8BC
- 8BC Gallery, exterior view, 1984, from the Archives of American Art
- Interactive map of 8BC
- Location: Manhattan, New York, U.S.
- Coordinates: 40°43′39″N 73°59′09″W﻿ / ﻿40.72750°N 73.98583°W
- Owner: Cornelius Conboy Dennis Gattra
- Type: Nightclub, Art gallery
- Events: Punk Contemporary art

Construction
- Opened: October 31, 1983
- Closed: October 22, 1985

= 8BC =

1980s Manhattan nightclub

8BC was a nightclub, performance art and music concert space, and art gallery located at 337 East 8th Street in the East Village neighborhood of New York City. Founded in 1983, the space closed in late 1985.

==History==
In 1980, co-founder Cornelius Conboy purchased the building with the intention of opening a theatre. During his time working on Theatre Row, Conboy became aware of the lack of experimental performance support in the area. He came across the space, a former farmhouse, in an area of the East Village described as "Little Dresden" due to the large quantity of burnt out and abandoned buildings. He intended the facility as a casual performance-oriented club space rather than a formal theater. His partner in the venture was Dennis Gattra, a member of a traveling circus and road manager for The Flying Karamazov Brothers.
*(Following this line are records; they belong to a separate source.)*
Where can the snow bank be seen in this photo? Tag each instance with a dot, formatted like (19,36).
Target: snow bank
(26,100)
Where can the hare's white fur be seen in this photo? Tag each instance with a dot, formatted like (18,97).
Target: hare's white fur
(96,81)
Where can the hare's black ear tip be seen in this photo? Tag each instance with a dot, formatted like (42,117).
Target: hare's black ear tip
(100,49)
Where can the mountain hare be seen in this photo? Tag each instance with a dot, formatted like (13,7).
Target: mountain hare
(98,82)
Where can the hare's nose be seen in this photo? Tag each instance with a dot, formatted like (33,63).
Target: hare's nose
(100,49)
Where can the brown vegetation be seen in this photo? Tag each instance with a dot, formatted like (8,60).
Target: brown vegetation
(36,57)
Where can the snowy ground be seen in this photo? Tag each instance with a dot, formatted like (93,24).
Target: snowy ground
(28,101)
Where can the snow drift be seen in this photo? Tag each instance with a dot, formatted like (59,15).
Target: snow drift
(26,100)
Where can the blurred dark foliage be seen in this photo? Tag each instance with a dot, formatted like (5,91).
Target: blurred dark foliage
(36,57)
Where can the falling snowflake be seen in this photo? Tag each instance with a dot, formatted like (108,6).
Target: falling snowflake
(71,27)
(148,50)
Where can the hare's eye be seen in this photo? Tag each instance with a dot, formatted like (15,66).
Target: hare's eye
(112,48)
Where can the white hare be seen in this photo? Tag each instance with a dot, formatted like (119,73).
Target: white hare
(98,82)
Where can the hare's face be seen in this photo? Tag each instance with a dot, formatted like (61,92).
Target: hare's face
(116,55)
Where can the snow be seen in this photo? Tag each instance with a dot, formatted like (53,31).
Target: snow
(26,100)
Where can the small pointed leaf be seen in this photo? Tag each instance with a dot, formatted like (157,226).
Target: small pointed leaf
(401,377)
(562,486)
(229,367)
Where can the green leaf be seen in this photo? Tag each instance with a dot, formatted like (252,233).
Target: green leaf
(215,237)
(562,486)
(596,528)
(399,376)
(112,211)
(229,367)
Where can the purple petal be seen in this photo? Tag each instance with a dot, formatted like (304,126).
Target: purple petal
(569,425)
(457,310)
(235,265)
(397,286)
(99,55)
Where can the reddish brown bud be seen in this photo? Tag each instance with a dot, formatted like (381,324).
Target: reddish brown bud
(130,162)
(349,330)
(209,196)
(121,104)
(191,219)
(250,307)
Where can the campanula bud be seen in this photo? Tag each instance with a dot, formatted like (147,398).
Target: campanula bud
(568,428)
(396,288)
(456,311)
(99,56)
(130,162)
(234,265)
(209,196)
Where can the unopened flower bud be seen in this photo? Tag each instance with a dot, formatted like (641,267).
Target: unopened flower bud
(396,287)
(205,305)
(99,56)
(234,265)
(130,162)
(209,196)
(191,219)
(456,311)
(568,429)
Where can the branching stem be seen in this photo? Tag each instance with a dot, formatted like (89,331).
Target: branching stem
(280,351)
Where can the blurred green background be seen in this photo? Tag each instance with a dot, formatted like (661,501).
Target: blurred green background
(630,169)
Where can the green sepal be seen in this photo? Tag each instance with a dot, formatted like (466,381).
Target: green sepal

The space opened on October 31, 1983, with Ucci's Circus Romanus, a four-hour variety show. The small space had a capacity of 200 people and a very large stage, which was longer than the main room of the club, and allowed for large performances. Large murals decorated the exterior and interior, and rotating exhibitions were held showcasing local and regional artists. The space relied solely on cover charges and bar sales, paying its performers a percentage of the admission revenues. 8BC was awarded a Bessie Award for its contributions to the local art community in 1985.

Having never obtained a certificate of occupancy to operate and violating zoning regulations for the neighborhood, the space closed on October 22, 1985, by agreement with the New York City Department of Buildings. A few days after the closing, a front-page article in The New York Times about the demise of 8BC and several other East Village clubs and performance spaces speculated that an era of small downtown New York clubs was being eclipsed by larger enterprises such as Palladium, The Limelight and Area. In 2000, Conboy donated his materials related to 8BC to the Archives of American Art.

==Performers==
During its first year the space showcased over 650 performances ranging from punk rock and no wave bands to cultural performances such as Japanese Butoh. Notable performers included Karen Finley, Steve Buscemi, John Zorn, They Might Be Giants, Leisure Class, Ethyl Eichelberger, Holly Hughes, Charles Busch, Raging Slab, Rhys Chatham's XS: The Opera Opus, and k.d. lang.

==In popular culture==
8BC is mentioned in the song "La Vie Bohème" in the musical Rent.